Development of Kupffer cells
The lifespan and renewal mechanisms of Kupffer cells are still being discussed by scientists. A popular hypothesis is that like other immune system cells, KCs develop from stem cells in the bone marrow before they migrate to the liver. Other researchers believe that KCs are capable of self-renewal and develop from the division of cells in the liver.
KCs are thought to live around 3.8 days, although some studies have shown that these cells can last up to 14 months in rats.
Function of Kupffer cells
Kupffer cells are macrophages and part of the innate immune system. They have a variety of functions in the liver, including phagocytosis of pathogens, antigen presentation, and immunosuppression.
Like all macrophages are KCs Phagocytes which engulf and digest pathogens, immune complexes, lysosomes, tumor cells, endotoxins and more.
Their main function is to protect the liver from infection, and KCs quickly clear bacteria, endotoxins, and other microbial debris that enter the bloodstream from the gastrointestinal tract. They also engulf and destroy dead cells in the liver after inflammation or tissue injury, which helps maintain liver homeostasis.
Kupffer cells function as antigen presenting cells (APCs) in the liver and express low levels of both the MHC I and MHC II complexes. As soon as they have devoured a pathogen, they present its antigens as part of the MHC complex and present it to resident T cells. KCs can induce the activation and proliferation of T cells in the liver and thus induce an adaptive immune response.
One of the most important functions of the Kupffer cells is to promote immune tolerance in the liver. The liver is constantly exposed to a constant flow of antigens from the intestine and small amounts of bacterial endotoxins. By engulfing and destroying non-threatening antigens, KCs help prevent unnecessary immune activation.
KCs also secrete PGE2 and IL-10, two immunosuppressive products that downregulate the antigen-presenting functions of other immune cells in the liver. This helps to inhibit the activation of effector T cells and therefore suppresses the immune response against antigens.
Finally, KCs play an important role in activating regulatory T cells (Tregs). Tregs regulate and suppress immune function by helping to prevent the activation and proliferation of effector T cells (namely, helper T cells and cytotoxic T cells). They are also thought to suppress the functions of B cells and dendritic cells. In doing so, they dampen the immune response to antigens in the liver.

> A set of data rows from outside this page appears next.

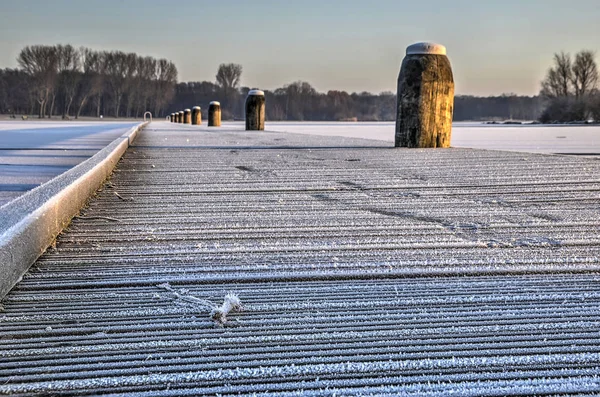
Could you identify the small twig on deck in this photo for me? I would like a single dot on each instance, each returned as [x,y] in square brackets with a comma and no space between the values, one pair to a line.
[218,314]
[123,198]
[106,218]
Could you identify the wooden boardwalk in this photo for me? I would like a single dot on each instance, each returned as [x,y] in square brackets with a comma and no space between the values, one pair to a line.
[362,269]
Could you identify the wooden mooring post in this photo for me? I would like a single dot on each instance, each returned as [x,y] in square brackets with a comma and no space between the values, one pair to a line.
[214,114]
[425,98]
[196,115]
[255,111]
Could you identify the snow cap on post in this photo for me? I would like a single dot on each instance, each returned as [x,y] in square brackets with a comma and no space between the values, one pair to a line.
[426,48]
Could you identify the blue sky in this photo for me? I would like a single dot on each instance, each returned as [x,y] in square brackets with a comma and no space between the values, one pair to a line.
[494,46]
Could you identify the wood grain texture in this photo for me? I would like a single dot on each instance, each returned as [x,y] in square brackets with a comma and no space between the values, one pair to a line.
[196,116]
[425,102]
[255,113]
[214,115]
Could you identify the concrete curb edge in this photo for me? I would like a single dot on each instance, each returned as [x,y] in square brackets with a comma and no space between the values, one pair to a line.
[31,222]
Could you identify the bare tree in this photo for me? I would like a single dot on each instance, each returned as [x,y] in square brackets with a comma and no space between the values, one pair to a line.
[41,64]
[585,73]
[117,70]
[229,76]
[69,75]
[558,80]
[164,83]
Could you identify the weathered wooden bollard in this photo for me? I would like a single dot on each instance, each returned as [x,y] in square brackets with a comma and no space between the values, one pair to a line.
[196,115]
[255,111]
[425,98]
[214,114]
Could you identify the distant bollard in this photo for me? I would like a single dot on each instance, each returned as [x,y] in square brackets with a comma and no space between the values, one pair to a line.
[214,114]
[196,115]
[425,98]
[255,111]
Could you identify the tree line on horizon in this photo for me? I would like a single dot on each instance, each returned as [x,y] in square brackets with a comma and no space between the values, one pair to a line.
[570,89]
[61,80]
[299,101]
[69,82]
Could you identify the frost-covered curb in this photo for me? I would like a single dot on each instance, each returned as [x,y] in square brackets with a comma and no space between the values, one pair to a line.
[30,223]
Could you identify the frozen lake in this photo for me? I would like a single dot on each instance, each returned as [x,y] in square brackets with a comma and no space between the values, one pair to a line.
[34,152]
[519,138]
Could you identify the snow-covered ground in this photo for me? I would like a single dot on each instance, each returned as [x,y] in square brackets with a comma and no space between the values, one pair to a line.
[521,138]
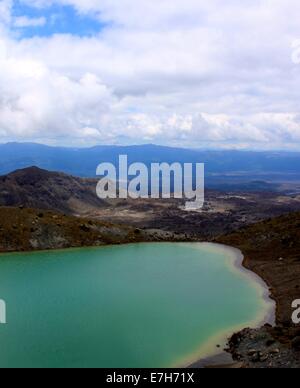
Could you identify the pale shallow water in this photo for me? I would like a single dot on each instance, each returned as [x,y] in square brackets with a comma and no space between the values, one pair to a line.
[138,305]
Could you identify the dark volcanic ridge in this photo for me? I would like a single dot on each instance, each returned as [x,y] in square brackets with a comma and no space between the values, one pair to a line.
[33,230]
[41,189]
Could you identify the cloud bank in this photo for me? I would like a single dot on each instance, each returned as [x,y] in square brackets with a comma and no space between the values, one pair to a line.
[191,73]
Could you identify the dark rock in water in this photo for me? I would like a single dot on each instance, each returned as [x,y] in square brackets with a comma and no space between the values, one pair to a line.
[296,343]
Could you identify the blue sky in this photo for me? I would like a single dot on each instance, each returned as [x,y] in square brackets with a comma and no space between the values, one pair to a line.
[59,19]
[191,73]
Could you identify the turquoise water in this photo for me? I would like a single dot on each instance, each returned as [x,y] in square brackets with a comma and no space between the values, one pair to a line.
[147,305]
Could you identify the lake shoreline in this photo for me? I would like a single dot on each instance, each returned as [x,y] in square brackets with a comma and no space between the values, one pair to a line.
[210,353]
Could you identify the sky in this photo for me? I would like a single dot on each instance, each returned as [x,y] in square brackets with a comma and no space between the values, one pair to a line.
[193,73]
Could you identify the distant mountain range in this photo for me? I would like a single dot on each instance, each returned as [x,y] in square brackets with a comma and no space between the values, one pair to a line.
[41,189]
[222,167]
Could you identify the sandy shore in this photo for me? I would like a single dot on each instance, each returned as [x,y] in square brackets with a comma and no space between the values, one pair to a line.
[211,353]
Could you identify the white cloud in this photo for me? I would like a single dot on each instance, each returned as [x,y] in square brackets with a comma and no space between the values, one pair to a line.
[191,72]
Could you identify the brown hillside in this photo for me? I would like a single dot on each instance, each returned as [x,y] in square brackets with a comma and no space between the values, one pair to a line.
[272,250]
[40,189]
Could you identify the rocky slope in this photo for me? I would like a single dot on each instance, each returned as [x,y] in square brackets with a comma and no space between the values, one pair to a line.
[41,189]
[29,229]
[272,250]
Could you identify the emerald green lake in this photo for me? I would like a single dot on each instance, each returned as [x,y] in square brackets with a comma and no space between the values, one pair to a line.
[139,305]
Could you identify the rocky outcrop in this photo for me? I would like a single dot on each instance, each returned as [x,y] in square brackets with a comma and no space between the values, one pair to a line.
[28,229]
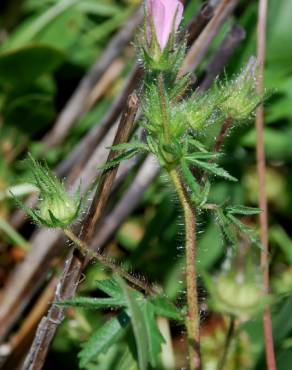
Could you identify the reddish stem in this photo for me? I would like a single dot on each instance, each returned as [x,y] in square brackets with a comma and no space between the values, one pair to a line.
[261,168]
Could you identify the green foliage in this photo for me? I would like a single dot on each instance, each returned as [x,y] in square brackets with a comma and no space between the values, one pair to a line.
[137,310]
[56,207]
[103,338]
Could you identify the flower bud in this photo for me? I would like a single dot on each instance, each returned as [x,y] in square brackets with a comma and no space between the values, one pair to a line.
[56,207]
[162,19]
[57,212]
[241,97]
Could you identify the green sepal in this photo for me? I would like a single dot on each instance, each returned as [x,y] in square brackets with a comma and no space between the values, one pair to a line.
[213,168]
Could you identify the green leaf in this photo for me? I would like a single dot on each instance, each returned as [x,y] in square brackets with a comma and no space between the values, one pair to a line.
[243,210]
[13,235]
[30,62]
[19,112]
[105,9]
[93,303]
[163,307]
[245,229]
[119,158]
[128,146]
[101,340]
[138,324]
[213,168]
[202,155]
[197,144]
[154,336]
[30,29]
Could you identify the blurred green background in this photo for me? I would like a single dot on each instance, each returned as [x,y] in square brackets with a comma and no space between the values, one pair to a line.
[46,47]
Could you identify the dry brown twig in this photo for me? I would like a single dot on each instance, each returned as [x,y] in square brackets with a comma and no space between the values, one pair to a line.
[74,264]
[154,171]
[76,105]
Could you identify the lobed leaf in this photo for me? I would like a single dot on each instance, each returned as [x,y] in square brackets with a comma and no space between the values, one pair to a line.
[101,340]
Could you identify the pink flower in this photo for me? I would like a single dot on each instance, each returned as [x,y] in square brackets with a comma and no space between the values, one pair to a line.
[166,16]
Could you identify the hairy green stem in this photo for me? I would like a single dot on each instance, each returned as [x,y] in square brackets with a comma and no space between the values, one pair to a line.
[163,107]
[193,317]
[107,262]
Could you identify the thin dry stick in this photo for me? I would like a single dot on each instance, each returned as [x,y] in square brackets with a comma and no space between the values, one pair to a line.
[21,340]
[75,262]
[52,240]
[76,105]
[261,169]
[107,262]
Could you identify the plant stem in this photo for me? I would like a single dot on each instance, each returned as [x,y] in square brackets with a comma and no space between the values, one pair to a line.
[261,168]
[193,320]
[163,107]
[88,252]
[228,340]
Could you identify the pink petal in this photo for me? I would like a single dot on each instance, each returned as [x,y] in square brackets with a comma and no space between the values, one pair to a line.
[166,15]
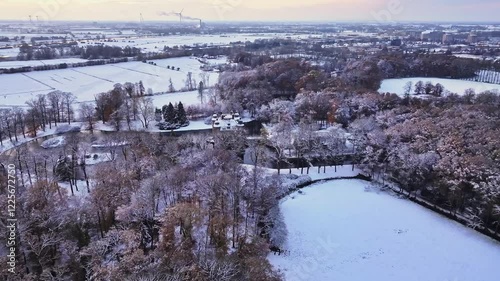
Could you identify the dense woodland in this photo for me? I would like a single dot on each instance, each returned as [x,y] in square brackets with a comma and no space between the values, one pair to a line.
[181,209]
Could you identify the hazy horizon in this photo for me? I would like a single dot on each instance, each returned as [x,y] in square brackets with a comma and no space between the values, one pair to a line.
[254,11]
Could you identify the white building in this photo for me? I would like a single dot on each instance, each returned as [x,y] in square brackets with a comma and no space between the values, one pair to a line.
[227,122]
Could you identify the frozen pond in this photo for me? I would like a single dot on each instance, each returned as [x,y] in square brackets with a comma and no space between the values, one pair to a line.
[455,86]
[340,230]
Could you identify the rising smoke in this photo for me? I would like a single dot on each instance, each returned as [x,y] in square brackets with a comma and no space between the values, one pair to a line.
[178,15]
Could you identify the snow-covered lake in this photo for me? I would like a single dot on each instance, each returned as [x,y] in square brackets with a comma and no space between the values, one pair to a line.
[340,231]
[86,82]
[455,86]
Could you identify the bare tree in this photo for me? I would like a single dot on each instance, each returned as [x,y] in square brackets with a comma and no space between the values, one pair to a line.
[88,113]
[146,111]
[68,99]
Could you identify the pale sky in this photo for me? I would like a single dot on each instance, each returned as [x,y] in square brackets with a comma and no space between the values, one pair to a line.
[255,10]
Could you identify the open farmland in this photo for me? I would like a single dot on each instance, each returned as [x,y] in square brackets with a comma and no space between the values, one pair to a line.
[17,64]
[86,82]
[346,230]
[156,43]
[453,85]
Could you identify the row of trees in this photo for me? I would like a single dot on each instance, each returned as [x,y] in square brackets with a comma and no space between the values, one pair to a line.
[163,209]
[41,113]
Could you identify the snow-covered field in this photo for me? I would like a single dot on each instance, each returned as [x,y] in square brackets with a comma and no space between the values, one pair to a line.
[86,82]
[455,86]
[15,64]
[9,53]
[342,230]
[156,43]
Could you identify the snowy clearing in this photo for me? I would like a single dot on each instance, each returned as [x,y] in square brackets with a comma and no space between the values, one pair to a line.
[17,64]
[455,86]
[157,43]
[54,142]
[345,230]
[86,82]
[96,158]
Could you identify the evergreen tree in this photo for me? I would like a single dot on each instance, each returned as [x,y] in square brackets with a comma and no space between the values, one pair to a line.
[181,114]
[171,88]
[169,115]
[164,111]
[142,90]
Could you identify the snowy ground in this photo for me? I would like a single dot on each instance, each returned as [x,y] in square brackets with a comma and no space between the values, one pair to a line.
[9,53]
[86,82]
[342,230]
[54,142]
[456,86]
[15,64]
[157,43]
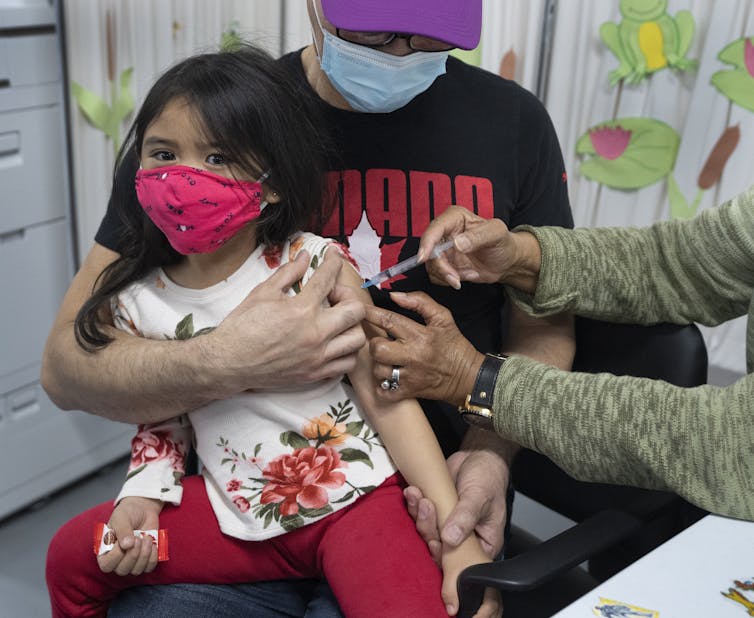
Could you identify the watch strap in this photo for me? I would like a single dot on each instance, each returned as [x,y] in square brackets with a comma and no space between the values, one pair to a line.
[484,386]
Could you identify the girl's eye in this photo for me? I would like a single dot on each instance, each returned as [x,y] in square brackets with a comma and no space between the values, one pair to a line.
[217,159]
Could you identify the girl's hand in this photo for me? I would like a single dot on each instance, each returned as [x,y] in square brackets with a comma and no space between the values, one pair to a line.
[455,560]
[132,555]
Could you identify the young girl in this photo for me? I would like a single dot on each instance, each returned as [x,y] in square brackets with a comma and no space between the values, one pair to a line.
[295,484]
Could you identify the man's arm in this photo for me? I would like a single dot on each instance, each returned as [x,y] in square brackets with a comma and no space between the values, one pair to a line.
[143,381]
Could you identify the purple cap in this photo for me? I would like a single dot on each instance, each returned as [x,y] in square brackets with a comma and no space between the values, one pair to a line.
[458,22]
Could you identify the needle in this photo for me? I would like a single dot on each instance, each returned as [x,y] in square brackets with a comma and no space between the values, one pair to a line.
[407,264]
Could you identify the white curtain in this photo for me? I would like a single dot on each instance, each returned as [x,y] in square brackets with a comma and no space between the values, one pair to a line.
[579,96]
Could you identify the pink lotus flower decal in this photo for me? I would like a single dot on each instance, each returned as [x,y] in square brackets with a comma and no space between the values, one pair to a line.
[749,56]
[610,142]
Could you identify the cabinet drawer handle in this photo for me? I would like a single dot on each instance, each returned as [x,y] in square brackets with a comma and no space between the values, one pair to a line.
[14,235]
[10,143]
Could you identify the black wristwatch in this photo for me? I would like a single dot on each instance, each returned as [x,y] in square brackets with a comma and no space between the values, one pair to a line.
[477,409]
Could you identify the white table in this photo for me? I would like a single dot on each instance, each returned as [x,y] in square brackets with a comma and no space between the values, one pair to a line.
[683,578]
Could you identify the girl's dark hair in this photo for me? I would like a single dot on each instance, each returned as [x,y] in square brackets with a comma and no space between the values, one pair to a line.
[262,119]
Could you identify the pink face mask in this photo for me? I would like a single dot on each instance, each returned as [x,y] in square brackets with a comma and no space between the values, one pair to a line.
[198,211]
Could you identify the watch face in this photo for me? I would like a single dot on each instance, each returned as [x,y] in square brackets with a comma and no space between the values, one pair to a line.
[477,419]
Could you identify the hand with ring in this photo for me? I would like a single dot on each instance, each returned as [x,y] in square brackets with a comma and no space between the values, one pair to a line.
[393,382]
[432,360]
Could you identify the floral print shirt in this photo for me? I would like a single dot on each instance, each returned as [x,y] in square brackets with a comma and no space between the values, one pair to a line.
[272,461]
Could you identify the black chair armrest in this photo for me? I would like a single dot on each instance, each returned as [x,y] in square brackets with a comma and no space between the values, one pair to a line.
[547,560]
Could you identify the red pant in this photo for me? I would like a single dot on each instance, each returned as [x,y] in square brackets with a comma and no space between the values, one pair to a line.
[369,552]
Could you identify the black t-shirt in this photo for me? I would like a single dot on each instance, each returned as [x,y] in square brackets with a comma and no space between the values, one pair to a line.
[472,139]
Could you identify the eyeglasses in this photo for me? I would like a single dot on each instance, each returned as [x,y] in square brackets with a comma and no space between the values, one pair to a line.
[416,42]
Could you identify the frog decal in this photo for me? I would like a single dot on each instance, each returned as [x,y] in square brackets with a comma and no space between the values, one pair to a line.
[648,40]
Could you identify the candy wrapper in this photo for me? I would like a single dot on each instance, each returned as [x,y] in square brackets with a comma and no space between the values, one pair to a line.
[105,539]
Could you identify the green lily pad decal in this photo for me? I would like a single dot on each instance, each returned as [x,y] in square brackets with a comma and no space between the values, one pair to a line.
[628,153]
[737,84]
[107,118]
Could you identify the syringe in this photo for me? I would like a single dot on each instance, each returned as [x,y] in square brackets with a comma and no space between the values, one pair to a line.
[407,264]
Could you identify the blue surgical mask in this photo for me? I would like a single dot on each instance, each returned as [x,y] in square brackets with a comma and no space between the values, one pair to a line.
[374,81]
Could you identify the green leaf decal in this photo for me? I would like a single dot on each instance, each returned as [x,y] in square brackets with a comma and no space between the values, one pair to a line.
[648,157]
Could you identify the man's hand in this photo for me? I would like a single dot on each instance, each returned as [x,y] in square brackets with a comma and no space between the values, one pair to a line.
[481,478]
[269,341]
[272,340]
[485,251]
[436,361]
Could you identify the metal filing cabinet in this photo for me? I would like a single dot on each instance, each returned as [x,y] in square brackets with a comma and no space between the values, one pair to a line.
[41,447]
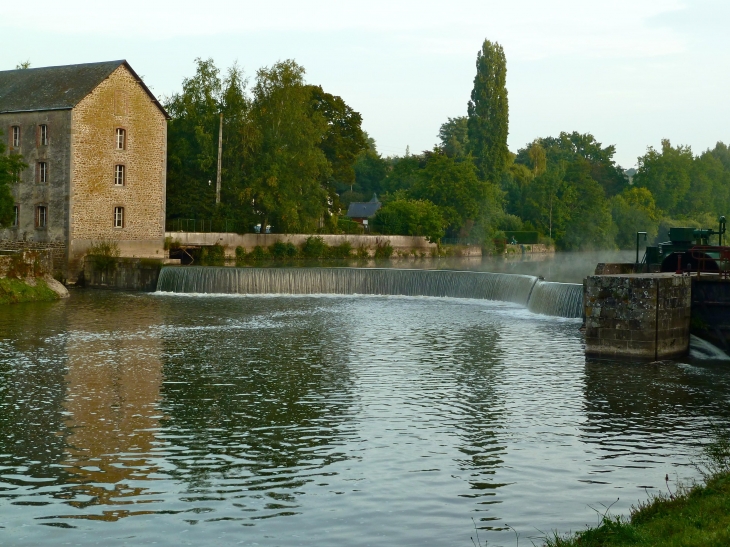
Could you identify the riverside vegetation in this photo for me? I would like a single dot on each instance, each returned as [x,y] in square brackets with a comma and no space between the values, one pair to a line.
[695,515]
[295,156]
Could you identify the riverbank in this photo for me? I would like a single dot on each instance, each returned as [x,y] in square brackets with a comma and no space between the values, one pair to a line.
[33,289]
[692,517]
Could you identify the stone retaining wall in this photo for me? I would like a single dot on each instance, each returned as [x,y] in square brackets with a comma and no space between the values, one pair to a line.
[642,316]
[130,274]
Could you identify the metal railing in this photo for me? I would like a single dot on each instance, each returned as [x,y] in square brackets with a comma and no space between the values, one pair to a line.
[206,225]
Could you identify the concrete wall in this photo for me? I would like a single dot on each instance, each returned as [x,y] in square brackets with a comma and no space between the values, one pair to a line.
[249,241]
[130,274]
[118,102]
[641,316]
[29,192]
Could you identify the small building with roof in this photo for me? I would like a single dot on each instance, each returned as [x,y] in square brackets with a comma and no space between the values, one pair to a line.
[95,141]
[361,211]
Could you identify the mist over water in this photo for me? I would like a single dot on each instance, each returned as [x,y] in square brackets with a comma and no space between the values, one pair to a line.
[326,421]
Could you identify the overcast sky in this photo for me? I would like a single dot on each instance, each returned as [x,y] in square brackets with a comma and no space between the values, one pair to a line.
[631,72]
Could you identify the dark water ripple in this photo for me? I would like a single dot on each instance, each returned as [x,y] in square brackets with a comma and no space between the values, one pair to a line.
[325,421]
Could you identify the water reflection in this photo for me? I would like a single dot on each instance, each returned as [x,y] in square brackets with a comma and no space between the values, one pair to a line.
[325,421]
[257,405]
[113,379]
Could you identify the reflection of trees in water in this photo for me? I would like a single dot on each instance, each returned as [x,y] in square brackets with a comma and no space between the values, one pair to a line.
[479,410]
[643,410]
[262,406]
[32,365]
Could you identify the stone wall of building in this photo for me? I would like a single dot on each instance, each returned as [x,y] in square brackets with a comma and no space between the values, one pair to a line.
[31,192]
[118,102]
[641,316]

Kupffer cells and alcohol-induced liver disease
Kupffer cells are known to play a role in the development of alcohol-induced liver disease, although the exact mechanism by which they do so is not fully understood. One theory suggests that excessive alcohol consumption decreases the ability of KCs to clear bacterial endotoxins from the liver, resulting in higher blood levels. Another proposed theory is that alcohol consumption increases the absorption of endotoxins through the intestinal wall, resulting in higher levels of endotoxins in the blood.
KCs are activated when they internalize these endotoxins, resulting in the production of reactive oxygen species (ROS). These increase oxidative stress in the liver, which leads to liver damage and ultimately loss of liver function.